Living With a Severe Digestive Disorder

Medically Reviewed by Brunilda Nazario, MD on May 29, 2014
3 min read

Having a severe digestive disorder doesn't just affect what your child eats. It affects many parts of her daily life and those of her siblings as well. With care and planning, you can help daily life go smoother for everyone in your family.

Digestive disorder symptoms -- diarrhea, constipation, gas, stomach pain -- can be especially awkward for a child. At school, your child may:

  • Get teased about the disorder
  • Be self-conscious about restroom use
  • Feel peer pressure about his food choices
  • Feel he can't rely on his body to be "normal"
  • Find it hard to focus and keep up sometimes

An individualized education program (IEP) can give your child special accommodations at school. An IEP might include things like letting him go to the bathroom without having to ask, using the nurse's bathroom, or getting extra time on tests. Ask the school staff about getting one.

If his condition is severe, a break from regular school may be a good idea. “There are many options in today's world,” says Sue Eull, RN, who works with families and children that have severe digestive disorders. Online classes, home schooling, and tutoring are some options.

Explore what's out there to see which is best for your child. For example, Eull says one teenager she worked with would have missed many school days if she went to her local school. Her parents chose to have a tutor teach her instead. That gave their daughter the energy to join her local volleyball club. The time she spent time with other teens was good for her health and confidence.

“Losing weight is a common side effect of having a severe digestive disorder," says Frank J. Sileo, PhD. There's no specific diet for most digestive disorders. Aim for a healthy, well-balanced diet and avoid foods that cause your child's symptoms to flare.

To keep your child's diet healthy:

  • Talk to her doctor before removing any foods.
  • Keep a food journal. It can help you pin down problem foods and decide if your child is getting enough nutrients.
  • Talk with a dietitian about ways to help your child eat well.

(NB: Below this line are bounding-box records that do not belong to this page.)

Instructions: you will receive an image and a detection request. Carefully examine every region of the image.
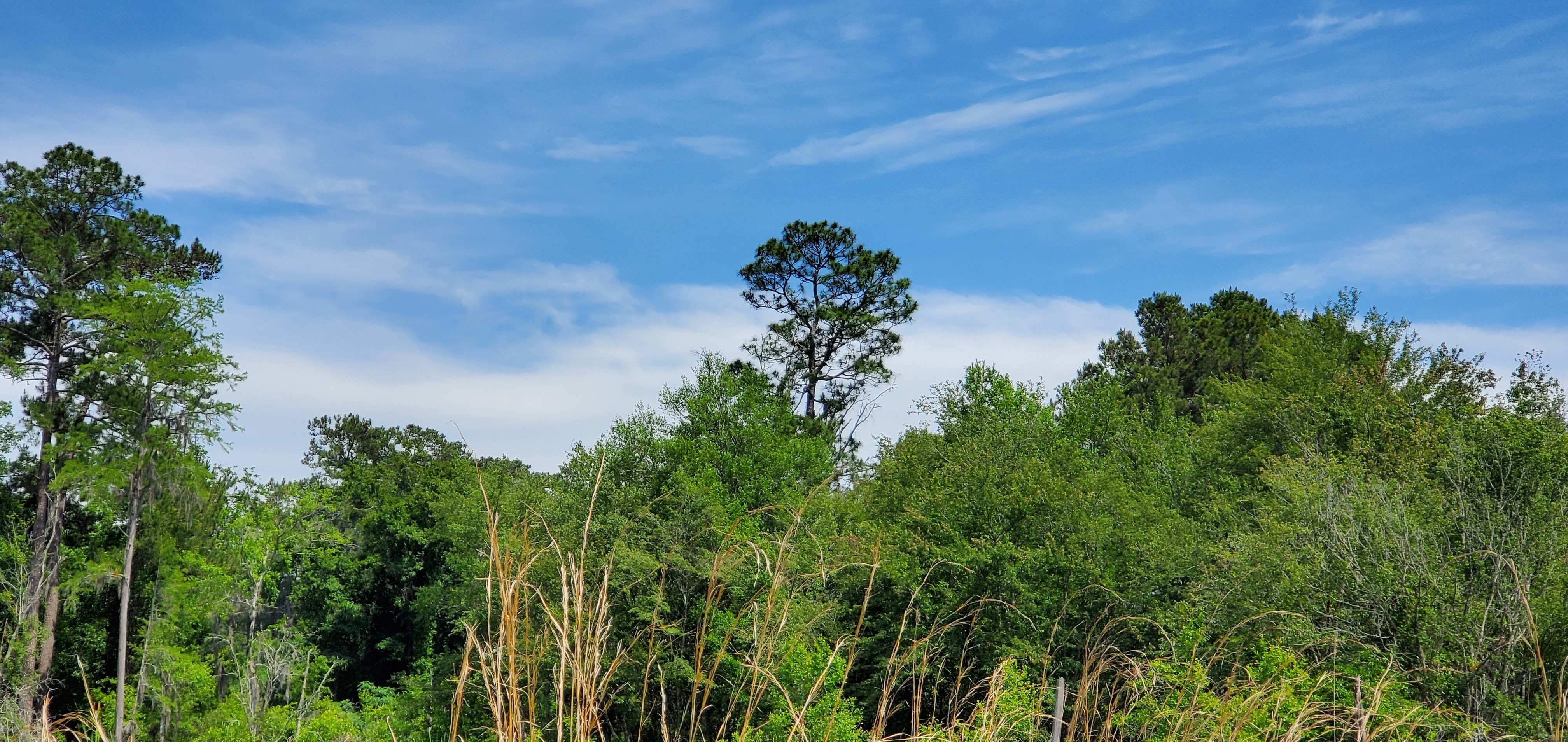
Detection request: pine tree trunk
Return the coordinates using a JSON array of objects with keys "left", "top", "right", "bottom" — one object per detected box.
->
[{"left": 114, "top": 477, "right": 141, "bottom": 742}]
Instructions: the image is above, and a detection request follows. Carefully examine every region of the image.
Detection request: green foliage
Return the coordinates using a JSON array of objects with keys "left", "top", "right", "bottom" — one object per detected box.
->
[
  {"left": 0, "top": 154, "right": 1568, "bottom": 742},
  {"left": 740, "top": 221, "right": 917, "bottom": 422}
]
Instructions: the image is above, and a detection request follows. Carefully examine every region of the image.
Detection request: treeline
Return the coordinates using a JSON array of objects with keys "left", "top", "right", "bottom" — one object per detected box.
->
[{"left": 0, "top": 147, "right": 1568, "bottom": 742}]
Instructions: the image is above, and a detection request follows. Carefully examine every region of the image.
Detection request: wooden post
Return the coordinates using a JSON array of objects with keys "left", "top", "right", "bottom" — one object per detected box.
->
[{"left": 1050, "top": 678, "right": 1068, "bottom": 742}]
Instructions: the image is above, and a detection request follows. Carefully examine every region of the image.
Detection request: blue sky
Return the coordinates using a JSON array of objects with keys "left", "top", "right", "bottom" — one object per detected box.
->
[{"left": 0, "top": 0, "right": 1568, "bottom": 477}]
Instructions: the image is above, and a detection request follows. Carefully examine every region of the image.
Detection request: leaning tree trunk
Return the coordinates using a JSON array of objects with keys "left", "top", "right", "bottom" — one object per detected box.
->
[
  {"left": 114, "top": 475, "right": 143, "bottom": 742},
  {"left": 17, "top": 342, "right": 66, "bottom": 726}
]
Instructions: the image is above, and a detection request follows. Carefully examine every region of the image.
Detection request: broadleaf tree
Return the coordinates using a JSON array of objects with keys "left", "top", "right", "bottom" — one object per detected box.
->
[{"left": 740, "top": 221, "right": 919, "bottom": 424}]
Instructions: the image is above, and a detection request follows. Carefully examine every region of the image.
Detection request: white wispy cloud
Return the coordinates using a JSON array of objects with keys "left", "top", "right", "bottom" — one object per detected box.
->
[
  {"left": 224, "top": 285, "right": 1132, "bottom": 477},
  {"left": 544, "top": 136, "right": 643, "bottom": 161},
  {"left": 1073, "top": 184, "right": 1284, "bottom": 251},
  {"left": 0, "top": 107, "right": 370, "bottom": 202},
  {"left": 674, "top": 133, "right": 751, "bottom": 157},
  {"left": 1290, "top": 9, "right": 1421, "bottom": 42},
  {"left": 224, "top": 218, "right": 630, "bottom": 309},
  {"left": 997, "top": 39, "right": 1185, "bottom": 82},
  {"left": 1262, "top": 210, "right": 1568, "bottom": 287}
]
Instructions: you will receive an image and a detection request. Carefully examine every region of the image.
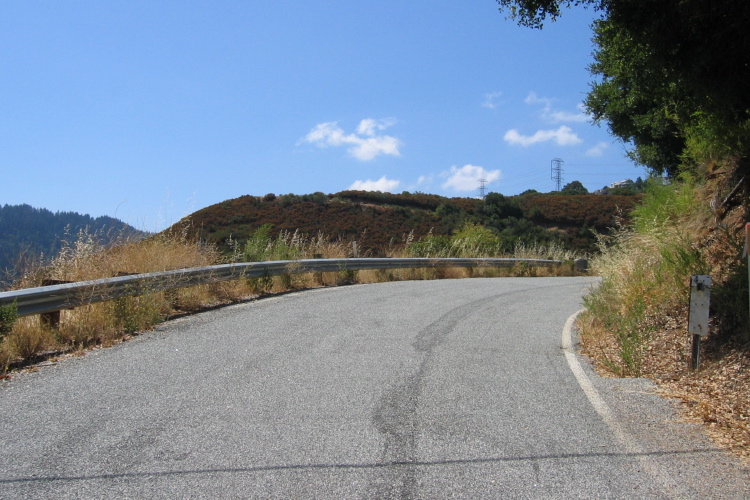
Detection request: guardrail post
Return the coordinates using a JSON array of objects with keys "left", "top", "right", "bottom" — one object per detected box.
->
[
  {"left": 39, "top": 279, "right": 72, "bottom": 330},
  {"left": 573, "top": 259, "right": 589, "bottom": 273},
  {"left": 688, "top": 274, "right": 711, "bottom": 370}
]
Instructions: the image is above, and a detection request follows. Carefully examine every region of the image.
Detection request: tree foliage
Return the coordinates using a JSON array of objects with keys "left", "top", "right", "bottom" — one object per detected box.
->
[{"left": 498, "top": 0, "right": 750, "bottom": 174}]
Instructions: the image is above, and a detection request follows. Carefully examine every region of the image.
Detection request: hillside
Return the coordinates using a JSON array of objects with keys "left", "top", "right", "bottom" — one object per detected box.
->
[
  {"left": 0, "top": 204, "right": 145, "bottom": 282},
  {"left": 176, "top": 191, "right": 639, "bottom": 255}
]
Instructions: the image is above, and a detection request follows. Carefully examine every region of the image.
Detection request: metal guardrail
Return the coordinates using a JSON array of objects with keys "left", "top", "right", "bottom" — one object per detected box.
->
[{"left": 0, "top": 258, "right": 586, "bottom": 316}]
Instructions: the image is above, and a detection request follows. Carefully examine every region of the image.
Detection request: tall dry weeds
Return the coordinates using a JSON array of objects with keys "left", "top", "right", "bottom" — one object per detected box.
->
[{"left": 0, "top": 221, "right": 588, "bottom": 373}]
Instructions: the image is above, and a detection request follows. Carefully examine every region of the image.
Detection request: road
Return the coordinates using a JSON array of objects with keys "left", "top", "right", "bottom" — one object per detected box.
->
[{"left": 0, "top": 278, "right": 750, "bottom": 499}]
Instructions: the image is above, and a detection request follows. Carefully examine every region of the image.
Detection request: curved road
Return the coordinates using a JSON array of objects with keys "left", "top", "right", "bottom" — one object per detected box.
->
[{"left": 0, "top": 278, "right": 750, "bottom": 499}]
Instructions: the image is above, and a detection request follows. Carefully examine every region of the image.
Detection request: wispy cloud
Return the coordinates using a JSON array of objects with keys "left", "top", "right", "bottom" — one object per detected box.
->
[
  {"left": 503, "top": 125, "right": 583, "bottom": 147},
  {"left": 441, "top": 165, "right": 502, "bottom": 191},
  {"left": 586, "top": 142, "right": 609, "bottom": 156},
  {"left": 349, "top": 176, "right": 401, "bottom": 193},
  {"left": 482, "top": 92, "right": 503, "bottom": 109},
  {"left": 524, "top": 92, "right": 591, "bottom": 123},
  {"left": 298, "top": 118, "right": 401, "bottom": 161}
]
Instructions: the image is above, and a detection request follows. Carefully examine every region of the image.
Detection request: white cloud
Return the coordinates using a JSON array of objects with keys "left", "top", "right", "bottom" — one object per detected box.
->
[
  {"left": 441, "top": 165, "right": 502, "bottom": 191},
  {"left": 299, "top": 118, "right": 401, "bottom": 161},
  {"left": 482, "top": 92, "right": 503, "bottom": 109},
  {"left": 523, "top": 92, "right": 591, "bottom": 123},
  {"left": 503, "top": 125, "right": 583, "bottom": 147},
  {"left": 349, "top": 176, "right": 401, "bottom": 193},
  {"left": 586, "top": 142, "right": 609, "bottom": 156}
]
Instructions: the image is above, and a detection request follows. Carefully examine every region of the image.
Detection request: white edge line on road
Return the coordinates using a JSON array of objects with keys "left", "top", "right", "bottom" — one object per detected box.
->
[{"left": 562, "top": 309, "right": 687, "bottom": 499}]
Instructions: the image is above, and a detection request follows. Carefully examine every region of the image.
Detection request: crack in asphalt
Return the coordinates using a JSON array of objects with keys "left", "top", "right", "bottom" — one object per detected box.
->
[{"left": 370, "top": 294, "right": 503, "bottom": 499}]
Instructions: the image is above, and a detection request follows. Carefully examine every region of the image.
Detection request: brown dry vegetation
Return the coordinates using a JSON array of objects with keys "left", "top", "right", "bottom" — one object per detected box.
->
[
  {"left": 578, "top": 168, "right": 750, "bottom": 459},
  {"left": 0, "top": 225, "right": 574, "bottom": 376}
]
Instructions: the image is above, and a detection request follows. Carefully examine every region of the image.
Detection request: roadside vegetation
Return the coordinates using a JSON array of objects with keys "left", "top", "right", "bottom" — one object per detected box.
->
[
  {"left": 0, "top": 223, "right": 588, "bottom": 376},
  {"left": 497, "top": 0, "right": 750, "bottom": 456},
  {"left": 578, "top": 177, "right": 750, "bottom": 457}
]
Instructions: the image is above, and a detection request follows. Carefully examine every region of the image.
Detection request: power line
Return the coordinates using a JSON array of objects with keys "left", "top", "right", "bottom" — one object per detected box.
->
[
  {"left": 552, "top": 158, "right": 564, "bottom": 191},
  {"left": 479, "top": 179, "right": 487, "bottom": 199}
]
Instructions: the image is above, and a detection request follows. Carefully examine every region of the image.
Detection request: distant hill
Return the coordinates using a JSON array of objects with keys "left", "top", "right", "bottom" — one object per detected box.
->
[
  {"left": 0, "top": 205, "right": 145, "bottom": 282},
  {"left": 173, "top": 191, "right": 640, "bottom": 256}
]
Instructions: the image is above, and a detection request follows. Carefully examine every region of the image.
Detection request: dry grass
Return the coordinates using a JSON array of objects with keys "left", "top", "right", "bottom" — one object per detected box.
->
[
  {"left": 578, "top": 172, "right": 750, "bottom": 459},
  {"left": 0, "top": 224, "right": 588, "bottom": 375}
]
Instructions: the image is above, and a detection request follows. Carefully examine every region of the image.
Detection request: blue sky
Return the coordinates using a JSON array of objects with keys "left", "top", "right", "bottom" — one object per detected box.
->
[{"left": 0, "top": 0, "right": 645, "bottom": 230}]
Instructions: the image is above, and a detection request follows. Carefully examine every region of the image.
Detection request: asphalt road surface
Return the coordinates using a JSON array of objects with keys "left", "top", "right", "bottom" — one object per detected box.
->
[{"left": 0, "top": 278, "right": 750, "bottom": 499}]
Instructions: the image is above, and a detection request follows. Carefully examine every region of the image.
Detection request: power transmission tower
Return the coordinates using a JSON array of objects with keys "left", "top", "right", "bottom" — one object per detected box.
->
[
  {"left": 479, "top": 179, "right": 487, "bottom": 199},
  {"left": 552, "top": 158, "right": 564, "bottom": 191}
]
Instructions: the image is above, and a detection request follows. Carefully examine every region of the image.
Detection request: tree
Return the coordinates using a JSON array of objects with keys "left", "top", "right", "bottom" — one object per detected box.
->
[{"left": 498, "top": 0, "right": 750, "bottom": 174}]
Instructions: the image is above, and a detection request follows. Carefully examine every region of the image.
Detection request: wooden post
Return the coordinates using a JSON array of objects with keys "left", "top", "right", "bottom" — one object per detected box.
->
[{"left": 688, "top": 274, "right": 711, "bottom": 370}]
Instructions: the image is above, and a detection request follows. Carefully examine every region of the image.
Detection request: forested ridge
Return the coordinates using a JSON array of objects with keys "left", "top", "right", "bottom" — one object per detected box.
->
[
  {"left": 176, "top": 191, "right": 639, "bottom": 256},
  {"left": 0, "top": 204, "right": 144, "bottom": 281}
]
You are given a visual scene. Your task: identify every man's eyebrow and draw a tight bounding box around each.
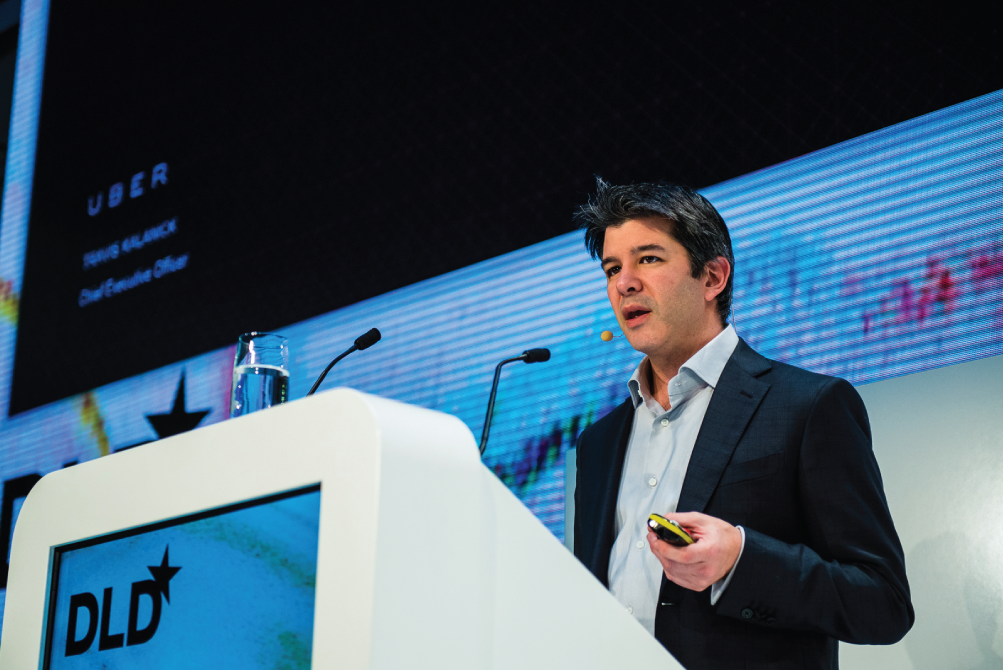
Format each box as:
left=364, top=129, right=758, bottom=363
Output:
left=602, top=244, right=665, bottom=265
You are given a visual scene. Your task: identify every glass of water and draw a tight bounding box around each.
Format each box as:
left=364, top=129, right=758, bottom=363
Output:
left=230, top=333, right=289, bottom=418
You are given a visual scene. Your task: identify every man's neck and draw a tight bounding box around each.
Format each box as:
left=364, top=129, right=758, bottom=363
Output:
left=648, top=325, right=726, bottom=409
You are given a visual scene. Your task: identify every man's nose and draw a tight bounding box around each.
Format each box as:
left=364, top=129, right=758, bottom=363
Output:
left=617, top=268, right=641, bottom=296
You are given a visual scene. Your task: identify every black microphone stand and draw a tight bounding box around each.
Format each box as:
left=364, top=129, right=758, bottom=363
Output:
left=480, top=349, right=551, bottom=456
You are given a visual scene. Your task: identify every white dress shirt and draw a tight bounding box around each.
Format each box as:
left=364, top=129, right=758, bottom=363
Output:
left=609, top=325, right=745, bottom=635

A severe digestive disorder puts a strain on the whole family. Siblings may be frustrated or angry when outings are canceled or the family's routine changes suddenly. They may resent the time you devote to the child with the disorder. They may sometimes feel ashamed about their sibling's condition.

It may help to:

  • Reserve one-on-one time with each of your other children.
  • Talk to them about their feelings.
  • Help them learn other ways to channel their anger or frustration.
  • Consider joining a support group for families or siblings of children with digestive disorders.

Hopping a bus or plane -- or just getting to school -- isn’t always easy. “You do not always know when you will have to go to the bathroom or how you will feel," says Sileo, who has a digestive disorder himself. "Not all forms of public transportation, such as school buses, have bathrooms, which can create stress if you really have to go.”

Driving your child to school may start the day off easier. Sileo suggests keeping the car stocked with:

  • Extra clothes
  • A bedpan
  • A blanket for privacy
  • Toilet paper and garbage bags

Just knowing you have these supplies on hand can take some of the worry out of car travel for you and your child, he says.

Eull suggests these travel trips:

  • If flying, bring food in case options are limited. Travel early in the morning to avoid plane delays.
  • Limit car travel to eight hours or less. Plan for activity, healthy meal, and bathroom stops.
  • If visiting friends, be sure to let them know what your child can and can't eat ahead of time.
  • If staying at a hotel or resort, call ahead to find out about dining and activity options.